"I'm concerned about what they are leaving behind: What type of C2 on a sleep cycle is still lingering in these environments?" Tom Kellermann asked, framing the immediate worry after TrendAI's investigation into a novel China-linked espionage campaign.
TrendAI on Shadow‑Earth‑053 and Shadow‑Earth‑054
TrendAI researchers, speaking exclusively to The Register, describe a previously unreported China-linked threat group they track as Shadow‑Earth‑053 that began compromising networks in December 2024 and whose activity was observed as recently as April 2026. The intrusions affected more than a dozen critical networks across Poland and multiple Asian countries. About half of the victims were also compromised by a related actor TrendAI calls Shadow‑Earth‑054, which exploited the same vulnerabilities, used identical tool hashes and overlapping techniques, and showed network overlaps with crews tracked as CL‑STA‑0049 by Palo Alto Networks' Unit 42, REF7707 by Elastic Security Labs, and Earth Alux.
Tools and malware: ShadowPad, Godzilla, NoodleRat, RingQ
After initial access, TrendAI observed the intruders installing web shells — commonly the Godzilla web shell — and deploying ShadowPad, a custom backdoor the report ties to China's APT41 and notes has been used for almost a decade and shared among China‑aligned groups since 2019. In at least one intrusion the attackers delivered ShadowPad via the remote desktop tool AnyDesk, which TrendAI says suggests use of either a prior compromise or stolen credentials.
In other cases responders found Linux NoodleRat backdoors deployed after exploitation of other flaws. TrendAI also detected RingQ — an open‑source Chinese packing tool available on GitHub used to evade detection — and noted the intruders sometimes renamed legitimate Windows binaries to avoid process‑based detection. The actors also used administrative tools for lateral movement, including Windows Management Instrumentation Command‑line (WMIC), and credential‑harvesting utilities such as Evil‑CreateDump.
Vulnerabilities exploited: ProxyLogon (CVE‑2021‑26855) and React2Shell (CVE‑2025‑55182)
TrendAI reports Shadow‑Earth‑053 typically gained initial access by exploiting external services, notably chaining Microsoft Exchange Server bugs that include ProxyLogon (CVE‑2021‑26855) with CVE‑2021‑26857, CVE‑2021‑26858, and CVE‑2021‑27065 to achieve remote code execution. In at least one intrusion the group exploited React2Shell (CVE‑2025‑55182), a critical flaw in React Server Components, to run arbitrary code on vulnerable servers. The report stresses these old Exchange vulnerabilities remain a persistent vector in the observed intrusions.
Geography and targets: Poland and seven Asian countries
TrendAI lists observed targets across at least eight countries. Most targets were located in Pakistan, Thailand, Malaysia, India, Myanmar, Sri Lanka, and Taiwan; at least one victim was a defense‑sector organization in Poland. The intrusions principally hit government agencies, defense contractors, technology firms, and the transportation industry, according to the report.

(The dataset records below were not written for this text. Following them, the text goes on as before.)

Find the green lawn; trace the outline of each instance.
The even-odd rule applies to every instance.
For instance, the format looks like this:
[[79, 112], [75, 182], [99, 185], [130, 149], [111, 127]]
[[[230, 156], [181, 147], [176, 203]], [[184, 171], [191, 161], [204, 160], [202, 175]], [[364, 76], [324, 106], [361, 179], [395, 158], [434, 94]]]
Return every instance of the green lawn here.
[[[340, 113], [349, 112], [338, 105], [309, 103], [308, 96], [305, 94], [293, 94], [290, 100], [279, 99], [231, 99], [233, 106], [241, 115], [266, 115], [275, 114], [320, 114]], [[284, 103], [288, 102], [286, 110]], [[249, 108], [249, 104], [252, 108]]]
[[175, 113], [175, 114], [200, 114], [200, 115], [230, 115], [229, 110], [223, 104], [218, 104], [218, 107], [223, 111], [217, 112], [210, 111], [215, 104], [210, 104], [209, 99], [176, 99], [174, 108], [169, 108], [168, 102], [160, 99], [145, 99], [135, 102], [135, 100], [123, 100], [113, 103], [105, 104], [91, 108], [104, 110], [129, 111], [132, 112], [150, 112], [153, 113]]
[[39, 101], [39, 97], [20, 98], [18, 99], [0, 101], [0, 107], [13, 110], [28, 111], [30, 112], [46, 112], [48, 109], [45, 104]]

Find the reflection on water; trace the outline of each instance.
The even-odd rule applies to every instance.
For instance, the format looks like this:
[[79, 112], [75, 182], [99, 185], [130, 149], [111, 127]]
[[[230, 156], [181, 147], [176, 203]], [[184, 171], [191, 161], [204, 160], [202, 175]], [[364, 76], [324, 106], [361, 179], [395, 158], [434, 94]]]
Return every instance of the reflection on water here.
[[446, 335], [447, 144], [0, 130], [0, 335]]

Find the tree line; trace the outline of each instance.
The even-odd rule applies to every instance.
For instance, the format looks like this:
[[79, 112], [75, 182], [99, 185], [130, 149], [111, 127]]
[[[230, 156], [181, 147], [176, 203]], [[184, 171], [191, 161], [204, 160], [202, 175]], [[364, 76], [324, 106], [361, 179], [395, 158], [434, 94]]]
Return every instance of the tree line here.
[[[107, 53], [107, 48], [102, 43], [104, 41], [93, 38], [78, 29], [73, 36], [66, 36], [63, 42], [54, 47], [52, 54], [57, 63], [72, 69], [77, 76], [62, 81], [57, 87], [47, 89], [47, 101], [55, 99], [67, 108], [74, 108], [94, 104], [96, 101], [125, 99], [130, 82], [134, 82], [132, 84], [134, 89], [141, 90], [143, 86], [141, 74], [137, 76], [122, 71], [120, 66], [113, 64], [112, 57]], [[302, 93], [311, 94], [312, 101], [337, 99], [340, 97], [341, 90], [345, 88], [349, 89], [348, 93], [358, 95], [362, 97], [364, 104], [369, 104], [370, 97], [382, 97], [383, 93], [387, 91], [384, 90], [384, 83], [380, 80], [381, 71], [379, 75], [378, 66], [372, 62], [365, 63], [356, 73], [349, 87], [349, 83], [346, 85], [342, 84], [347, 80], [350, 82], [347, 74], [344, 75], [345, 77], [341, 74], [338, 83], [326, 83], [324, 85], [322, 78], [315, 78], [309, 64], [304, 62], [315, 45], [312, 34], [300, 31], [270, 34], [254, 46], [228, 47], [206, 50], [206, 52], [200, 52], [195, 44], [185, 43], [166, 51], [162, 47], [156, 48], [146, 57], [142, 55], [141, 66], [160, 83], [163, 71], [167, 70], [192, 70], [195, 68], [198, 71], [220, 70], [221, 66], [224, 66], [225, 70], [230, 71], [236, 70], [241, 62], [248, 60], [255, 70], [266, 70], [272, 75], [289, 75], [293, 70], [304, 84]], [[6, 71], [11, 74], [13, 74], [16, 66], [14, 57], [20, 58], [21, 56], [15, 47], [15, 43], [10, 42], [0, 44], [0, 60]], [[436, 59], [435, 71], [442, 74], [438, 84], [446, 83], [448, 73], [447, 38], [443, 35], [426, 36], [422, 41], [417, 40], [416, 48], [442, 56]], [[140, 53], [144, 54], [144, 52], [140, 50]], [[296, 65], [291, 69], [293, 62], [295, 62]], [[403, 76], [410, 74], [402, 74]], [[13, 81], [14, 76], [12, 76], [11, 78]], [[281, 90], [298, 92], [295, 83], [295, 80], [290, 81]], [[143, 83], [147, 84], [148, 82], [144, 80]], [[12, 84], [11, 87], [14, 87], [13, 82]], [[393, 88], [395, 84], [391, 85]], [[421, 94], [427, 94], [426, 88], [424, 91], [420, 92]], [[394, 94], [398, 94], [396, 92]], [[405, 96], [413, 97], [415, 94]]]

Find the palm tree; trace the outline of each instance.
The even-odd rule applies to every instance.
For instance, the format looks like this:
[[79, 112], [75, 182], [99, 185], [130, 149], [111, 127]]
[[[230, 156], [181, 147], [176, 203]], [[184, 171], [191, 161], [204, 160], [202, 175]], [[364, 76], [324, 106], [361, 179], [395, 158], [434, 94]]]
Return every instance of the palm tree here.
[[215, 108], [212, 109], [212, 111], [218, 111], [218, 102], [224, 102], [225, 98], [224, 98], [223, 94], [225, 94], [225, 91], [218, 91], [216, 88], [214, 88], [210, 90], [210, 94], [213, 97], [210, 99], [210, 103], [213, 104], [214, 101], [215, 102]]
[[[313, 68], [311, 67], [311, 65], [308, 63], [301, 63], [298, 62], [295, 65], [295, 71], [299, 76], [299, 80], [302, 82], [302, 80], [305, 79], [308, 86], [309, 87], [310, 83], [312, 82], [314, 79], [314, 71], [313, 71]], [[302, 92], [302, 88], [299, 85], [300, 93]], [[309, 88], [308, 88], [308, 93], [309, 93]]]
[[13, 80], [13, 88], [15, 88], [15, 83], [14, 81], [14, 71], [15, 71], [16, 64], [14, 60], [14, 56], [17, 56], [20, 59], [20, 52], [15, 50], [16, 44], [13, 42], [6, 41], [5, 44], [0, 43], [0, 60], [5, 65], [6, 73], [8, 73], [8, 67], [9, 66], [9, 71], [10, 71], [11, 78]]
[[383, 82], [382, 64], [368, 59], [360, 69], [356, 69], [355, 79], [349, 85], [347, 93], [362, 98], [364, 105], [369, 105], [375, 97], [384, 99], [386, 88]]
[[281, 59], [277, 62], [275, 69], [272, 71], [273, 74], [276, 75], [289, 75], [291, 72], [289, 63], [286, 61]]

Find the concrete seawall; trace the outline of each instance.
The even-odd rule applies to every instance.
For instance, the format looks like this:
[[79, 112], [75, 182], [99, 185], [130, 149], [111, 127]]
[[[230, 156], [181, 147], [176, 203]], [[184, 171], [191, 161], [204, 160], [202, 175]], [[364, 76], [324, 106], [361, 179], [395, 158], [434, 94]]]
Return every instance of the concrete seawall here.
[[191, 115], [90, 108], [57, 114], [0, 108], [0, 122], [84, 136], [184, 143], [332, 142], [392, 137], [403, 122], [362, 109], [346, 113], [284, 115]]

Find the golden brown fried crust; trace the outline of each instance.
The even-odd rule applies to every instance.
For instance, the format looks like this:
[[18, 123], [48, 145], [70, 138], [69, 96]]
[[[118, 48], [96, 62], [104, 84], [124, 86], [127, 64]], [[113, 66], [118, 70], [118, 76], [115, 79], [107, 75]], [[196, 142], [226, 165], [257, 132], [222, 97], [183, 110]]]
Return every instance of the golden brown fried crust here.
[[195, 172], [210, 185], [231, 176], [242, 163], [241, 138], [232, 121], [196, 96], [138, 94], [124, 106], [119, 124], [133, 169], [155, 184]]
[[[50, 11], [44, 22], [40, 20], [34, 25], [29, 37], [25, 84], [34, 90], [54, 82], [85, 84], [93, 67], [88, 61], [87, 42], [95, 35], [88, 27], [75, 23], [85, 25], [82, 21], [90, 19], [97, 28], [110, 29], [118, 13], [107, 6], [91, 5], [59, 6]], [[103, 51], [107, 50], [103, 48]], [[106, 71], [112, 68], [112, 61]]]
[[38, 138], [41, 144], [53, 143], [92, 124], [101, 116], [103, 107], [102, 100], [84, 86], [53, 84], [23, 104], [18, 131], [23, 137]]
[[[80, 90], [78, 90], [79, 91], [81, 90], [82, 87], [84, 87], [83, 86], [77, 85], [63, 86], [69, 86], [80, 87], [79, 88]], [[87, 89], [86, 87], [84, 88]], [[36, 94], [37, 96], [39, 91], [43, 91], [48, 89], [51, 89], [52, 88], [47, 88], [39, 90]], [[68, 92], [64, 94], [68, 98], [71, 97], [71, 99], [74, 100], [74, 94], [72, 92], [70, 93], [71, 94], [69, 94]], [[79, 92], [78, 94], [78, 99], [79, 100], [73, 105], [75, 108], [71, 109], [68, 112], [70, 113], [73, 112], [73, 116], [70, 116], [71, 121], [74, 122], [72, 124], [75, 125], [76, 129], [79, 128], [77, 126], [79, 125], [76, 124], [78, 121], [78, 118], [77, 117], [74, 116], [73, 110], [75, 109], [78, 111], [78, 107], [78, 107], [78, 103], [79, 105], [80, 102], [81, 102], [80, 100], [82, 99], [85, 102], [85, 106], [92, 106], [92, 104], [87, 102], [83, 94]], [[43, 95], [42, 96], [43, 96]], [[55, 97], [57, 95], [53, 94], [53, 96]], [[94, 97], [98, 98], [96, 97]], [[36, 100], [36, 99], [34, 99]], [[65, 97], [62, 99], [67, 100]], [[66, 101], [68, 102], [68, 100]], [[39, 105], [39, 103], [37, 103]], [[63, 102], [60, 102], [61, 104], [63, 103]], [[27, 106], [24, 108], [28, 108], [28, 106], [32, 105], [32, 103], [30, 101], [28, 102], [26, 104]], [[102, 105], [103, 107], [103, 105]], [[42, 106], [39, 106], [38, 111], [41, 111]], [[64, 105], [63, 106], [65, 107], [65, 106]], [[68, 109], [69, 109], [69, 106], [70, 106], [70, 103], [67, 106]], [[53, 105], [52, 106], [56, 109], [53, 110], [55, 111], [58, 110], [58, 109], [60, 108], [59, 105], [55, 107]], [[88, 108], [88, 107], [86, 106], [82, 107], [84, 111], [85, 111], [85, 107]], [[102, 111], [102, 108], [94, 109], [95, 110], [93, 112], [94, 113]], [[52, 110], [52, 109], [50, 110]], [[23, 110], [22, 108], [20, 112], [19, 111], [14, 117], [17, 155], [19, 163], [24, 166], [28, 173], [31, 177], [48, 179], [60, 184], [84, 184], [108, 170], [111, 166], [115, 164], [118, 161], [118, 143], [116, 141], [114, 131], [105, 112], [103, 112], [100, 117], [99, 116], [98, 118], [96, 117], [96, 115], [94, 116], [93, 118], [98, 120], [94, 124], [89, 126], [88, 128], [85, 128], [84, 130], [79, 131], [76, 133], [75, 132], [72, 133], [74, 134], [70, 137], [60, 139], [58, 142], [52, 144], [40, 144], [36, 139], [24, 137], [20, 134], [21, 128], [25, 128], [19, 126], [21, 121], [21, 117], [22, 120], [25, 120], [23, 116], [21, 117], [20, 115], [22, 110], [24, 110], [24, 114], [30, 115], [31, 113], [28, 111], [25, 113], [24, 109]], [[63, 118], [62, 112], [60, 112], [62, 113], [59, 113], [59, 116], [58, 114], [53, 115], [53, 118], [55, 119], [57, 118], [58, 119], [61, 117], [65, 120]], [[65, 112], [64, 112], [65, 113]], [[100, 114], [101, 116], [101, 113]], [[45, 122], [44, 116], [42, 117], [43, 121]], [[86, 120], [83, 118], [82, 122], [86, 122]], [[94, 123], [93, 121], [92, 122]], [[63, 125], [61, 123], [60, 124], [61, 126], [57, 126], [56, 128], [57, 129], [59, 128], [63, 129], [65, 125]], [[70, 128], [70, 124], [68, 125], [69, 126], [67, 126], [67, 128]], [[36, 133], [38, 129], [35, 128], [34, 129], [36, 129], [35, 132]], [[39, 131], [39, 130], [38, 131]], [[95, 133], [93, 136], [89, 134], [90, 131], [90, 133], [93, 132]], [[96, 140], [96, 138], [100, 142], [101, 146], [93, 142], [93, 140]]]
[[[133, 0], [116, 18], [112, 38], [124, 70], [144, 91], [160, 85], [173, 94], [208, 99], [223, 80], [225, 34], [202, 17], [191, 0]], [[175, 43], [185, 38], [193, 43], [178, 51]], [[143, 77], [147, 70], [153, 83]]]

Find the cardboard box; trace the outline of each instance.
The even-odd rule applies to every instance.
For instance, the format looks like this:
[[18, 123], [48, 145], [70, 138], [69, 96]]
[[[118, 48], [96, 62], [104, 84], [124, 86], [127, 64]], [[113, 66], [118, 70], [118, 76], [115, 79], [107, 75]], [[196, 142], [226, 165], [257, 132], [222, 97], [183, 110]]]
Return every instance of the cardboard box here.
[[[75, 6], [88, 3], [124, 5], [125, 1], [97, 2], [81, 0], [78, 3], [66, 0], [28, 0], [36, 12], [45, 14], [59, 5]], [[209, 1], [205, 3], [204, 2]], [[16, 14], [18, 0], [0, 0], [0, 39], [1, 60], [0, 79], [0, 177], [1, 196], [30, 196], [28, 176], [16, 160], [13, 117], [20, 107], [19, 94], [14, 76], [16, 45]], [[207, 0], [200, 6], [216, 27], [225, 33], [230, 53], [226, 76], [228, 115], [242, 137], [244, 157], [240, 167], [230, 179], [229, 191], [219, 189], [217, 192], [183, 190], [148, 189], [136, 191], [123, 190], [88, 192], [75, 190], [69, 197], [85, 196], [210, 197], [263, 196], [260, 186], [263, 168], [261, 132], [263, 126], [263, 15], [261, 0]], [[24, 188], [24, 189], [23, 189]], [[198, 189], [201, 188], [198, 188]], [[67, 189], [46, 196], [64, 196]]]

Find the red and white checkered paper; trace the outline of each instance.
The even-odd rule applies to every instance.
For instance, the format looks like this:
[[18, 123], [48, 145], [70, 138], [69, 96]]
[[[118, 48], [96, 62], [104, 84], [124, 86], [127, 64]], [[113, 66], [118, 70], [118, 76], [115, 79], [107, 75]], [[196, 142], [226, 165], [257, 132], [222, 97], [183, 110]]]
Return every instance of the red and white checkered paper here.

What this means for technologists, defense ministries, and summit policymakers
- Technologists and security teams: TrendAI's findings emphasize repeated exploitation of known Exchange Server vulnerabilities and the use of web shells, ShadowPad, and packing tools such as RingQ. Detection teams will need to hunt for web shells, anomalous AnyDesk and administrative tool usage, renamed system binaries, and indicators tied to ShadowPad and NoodleRat.
- Defense ministries and defense contractors: TrendAI connects Shadow‑Earth‑053 activity to reconnaissance against defense industries and ministries aligned with the United States and supportive of Taiwan's independence, describing the campaign as "island‑hopping through the defense sectors and ministries" and warning of potential prepositioning for sabotage.
- Policymakers and summit participants: Tom Kellermann noted the campaign's timing in the run‑up to the May 14–15 summit between the president and President Xi, and raised concern that the intruders may have maintained latent command‑and‑control ("C2 on a sleep cycle") or prepositioned destructive capabilities should geopolitical tensions escalate.
TrendAI's exclusive reporting frames a persistent, multi‑vector espionage effort that combines legacy server exploits with familiar Chinese‑linked tooling and an operational pattern reminiscent, in Kellermann's words, of earlier "Typhoon" campaigns. Whether the most dangerous artifacts are already in place — dormant C2 channels, erased trails, or staged destructive tools — is the question the report leaves front and center for defenders and officials alike.